The East Coast Road (Auroville Today, 1993)

Since the last article on the ECR project appeared in AUROVILLE TODAY one year ago, a small core group or Aurovilians has been actively engaged upon attempting to modify the project in collaboration with other concerned groups. Ardhendu and Ajit are part of this group, and here they give an update on the present state of affairs.

A major highway, called the East Coast Road (ECR), is planned to link Calcutta in the northeast with Kanyakumari at the southern tip of India. The first phase, between Madras and Cuddalore, has already been sanctioned. It involves the widening of an existing road, and something like 3,000 old trees have been cut down. Auroville would be directly affected by this road. It would run along the bottom of the Auroville plateau, separating the beach communities from the rest of Auroville, and would bring with it noise, pollution and environmental degradation.
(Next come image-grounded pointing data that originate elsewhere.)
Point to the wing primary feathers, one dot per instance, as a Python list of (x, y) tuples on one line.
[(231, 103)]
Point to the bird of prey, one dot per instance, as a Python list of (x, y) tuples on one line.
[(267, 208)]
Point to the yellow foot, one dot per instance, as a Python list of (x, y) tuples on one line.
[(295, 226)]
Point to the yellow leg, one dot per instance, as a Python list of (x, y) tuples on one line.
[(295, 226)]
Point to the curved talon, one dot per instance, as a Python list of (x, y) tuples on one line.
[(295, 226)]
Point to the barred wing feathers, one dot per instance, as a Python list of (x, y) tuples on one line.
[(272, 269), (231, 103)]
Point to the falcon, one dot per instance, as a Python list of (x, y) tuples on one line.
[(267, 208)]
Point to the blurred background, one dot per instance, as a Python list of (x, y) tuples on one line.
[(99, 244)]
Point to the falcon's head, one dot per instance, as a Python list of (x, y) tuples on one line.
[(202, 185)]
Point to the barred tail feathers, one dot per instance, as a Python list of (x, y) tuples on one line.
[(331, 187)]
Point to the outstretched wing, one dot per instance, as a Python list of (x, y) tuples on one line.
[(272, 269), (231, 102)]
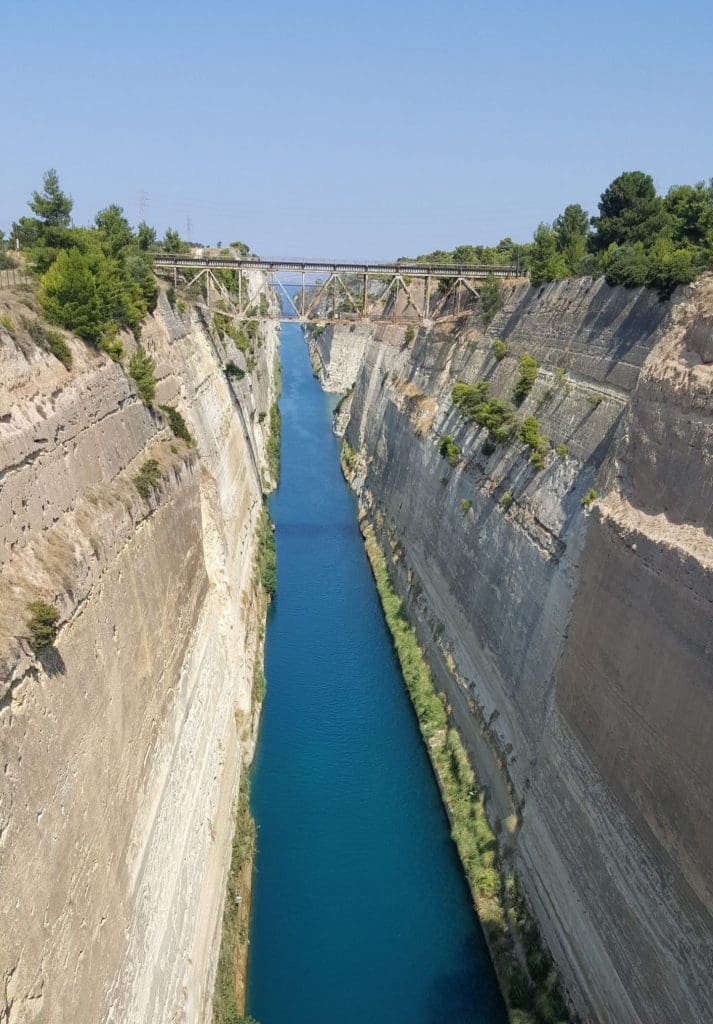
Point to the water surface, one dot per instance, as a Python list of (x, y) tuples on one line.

Many beautiful old Tamarind trees between here and Pondicherry have already been cut down in the past year.

Since last year, a small core group of Aurovilians has been actively engaged upon attempting to modify the project in collaboration with other concerned groups. It has produced papers pointing out that the proposed ECR is ecologically damaging, financially wasteful and that the process so far has not conformed to Government regulations. The group, in collaboration with the Indian National Trust for Art and Cultural Heritage (INTACH) and the Consumer Action group (CAG), has proposed an alternative to the ECR proposal which would be cheaper, serve a much larger section of the population, and be much less destructive of the environment (see map).
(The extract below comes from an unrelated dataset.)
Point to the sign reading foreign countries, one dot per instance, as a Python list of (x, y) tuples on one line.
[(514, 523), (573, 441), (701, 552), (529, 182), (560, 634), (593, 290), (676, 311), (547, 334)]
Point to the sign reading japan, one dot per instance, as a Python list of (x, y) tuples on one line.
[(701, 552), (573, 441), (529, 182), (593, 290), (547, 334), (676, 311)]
Three major things have happened over the past year.
1. The Madras High Court issued an injunction in December 1992, prohibiting the further felling of trees along the proposed route of the road.  This was in response to a petition by two Aurovilians, by INTACH and CAG. This order is still effective, protecting more than 3,000 trees that were destined to be cut.

2. The construction of bridges and culverts, and work on widening a few stretches of the proposed road continues, but we have been assured by the Environment Minister of India that the local authorities have been advised to suspend work until an Environmental Impact Assessment has been made, and until clearance has been given by the Ministry of Environment and Forests (MEF) for the work to continue.

3. In response to the INTACH publication – ‘The East Coast Road; why it is neither cost-effective nor environmentally sound’ – the Highways and Rural Works Department presented an Environmental Impact Study, justifying the need for a National Highway standard road along the East Coast of Tamil Nadu. The Study is in many ways unsatisfactory. In our view, it is full of unsupported assumptions and is not a serious attempt to re-evaluate the need for the project. A number of critiques of the Study have subsequently been presented to the Ministry of Environment and Forests, and recently an Environmental Appraisal Committee of the MEF visited the road construction site and had a brief discussion with some Aurovilians. The recommendation of the MEF is expected by the end of May.

In addition, the East Coast Road issue has drawn the attention of the Indian Press – the first article was published by Francois Gautier, an Aurovilian – and the project has been discussed in both the Tamil Nadu Assembly and the Indian Parliament.

In early May, twelve local non-governmental organizations invited a group of concerned Aurovilians to Madras to present the various aspects of the ECR project, and its potential impact on the coastal ecosystem. As a result, they formed an Action Committee to visit all the villages on both sides of the proposed ECR route to collect data and to raise awareness on the issue. The ECR will also be one of the main issues in a 5-day national workshop on ‘Human Rights-Environment and the Law’, to be held in Bangalore at the beginning of June.

It seems that the whole process of changing the original plan will be a long drawn-out one.  It has also taken us far beyond the environs of Auroville in our focus and thinking. After all, the southern stretch of the road alone, from Madras to Kanyakumari, is 700 kilometres long. So, while we started with focussing upon the tree-cutting problem, we are now drawing up an ecologically sustainable development strategy for the coastal area and we are trying to establish a network of collaboration between people all along the coast to tackle the problem.